Supplementing and Introducing Solids
A common concern among new moms is that their baby isn't getting enough nutrition. It is very normal for a newborn to feed every two hours. However, this doesn't mean they aren't getting enough "food" with each feeding; it simply means they require frequency for their growth.
One of the worst things to do to an infant's digestive system is to introduce solids too soon. This may cause future food allergies, as well as overtax their digestive tract and cause them to become "gassy" or "colicky." Many parents, on the advice of family members and even pediatricians, have chosen to add "baby cereal" to the infant's formula or even mix it with expressed breast milk to give the baby a "full tummy," so they can "sleep through the night." Introducing solids before a baby is ready might cause more serious issues than lack of sleep.
When to introduce solid foods is determined best by the maturity of the digestive system and should never start with "baby cereal." Many authorities discourage grains until a child is at least one year old. It should be further noted that when a baby has a full set of teeth, saliva secretion increases, which is essential for digesting carbohydrates.
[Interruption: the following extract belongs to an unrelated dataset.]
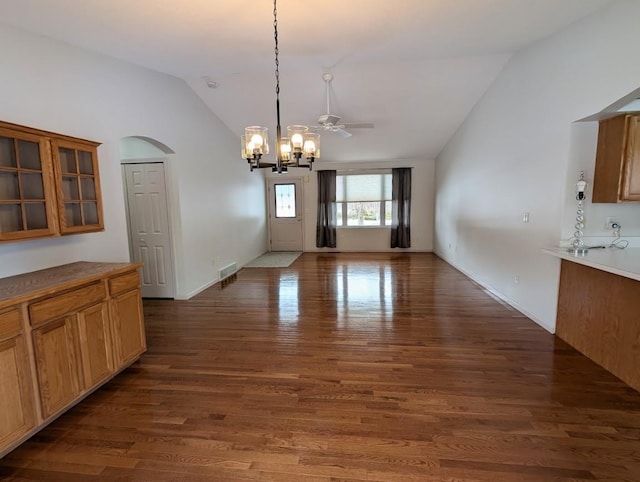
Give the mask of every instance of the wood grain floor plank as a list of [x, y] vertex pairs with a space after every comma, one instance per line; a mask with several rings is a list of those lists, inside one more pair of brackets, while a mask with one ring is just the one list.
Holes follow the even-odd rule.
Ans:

Until then, a baby might have problems digesting carbohydrates, causing gas and colic.
Gerber, Heinz, Beech Nut or What?
Baby food has become a $1.25-billion-a-year industry in the U.S. and Canada. The average parent believes the boastings of manufacturers' slogans. The average parent also will somehow trust that there is something special about "baby food," which makes it better than fresh fruits, vegetables or proteins found at the local grocer. This simply is not true.
A recent study by the Center for Science in the Public Interest (www.cspinet.org) showed that baby food is more water and filler than food. Take for instance, Gerber's and Heinz's most popular item, "Bananas and Tapioca." Both brands had only 50 percent bananas; the rest was water, sugar and modified starch. Baby food bought in jars at the store is just high-priced junk food.
What's Best for Baby?
Until a child is 6 months old, breast milk is best; after that, it's advised to begin on simple fruits and vegetables which are preferably organic. Introduce one new item at a time over several days; first, to see how the baby responds to each new food item and, second, to allow the baby's digestive system to adapt to the change.
When it comes to fruits, it's best to start with pears, peaches or apples that can be cooked and then mashed into a sauce. Avoid berries, as they can cause allergic responses. Melons are a great raw fruit because they are watery and easier for the child to mush in their mouth. Bananas aren't bad, either, but realize they are binding and might interfere with the child's regular bowel movements.
The recommended vegetables to start with are: steamed carrots, sweet potatoes, zucchini, squash and other easily softened veggies. Once again, introduce them separately, giving a few days for the baby to adjust to each new food item.
Parents should be advised to avoid wheat right away, as well as white-flour products. White flour (bread and pasta) has gone through a bleaching process, which leaves little or no nutritional value in the finished product.
In addition, it's wise to avoid all milk products at least until after age 1. Dairy products produce mucus and often create allergic responses, not to mention they are filled with hormones and antibiotics. Rice milk and almond milk are better substitutes, but as with all other food items, should be introduced slowly.
Breastfeeding is best. However; if not possible, have parents seek a healthy alternative for their child. It is vital that we advocate to parents that their baby is growing and developing at an astonishing rate, and it's vital that the building blocks they provide are the best they can be.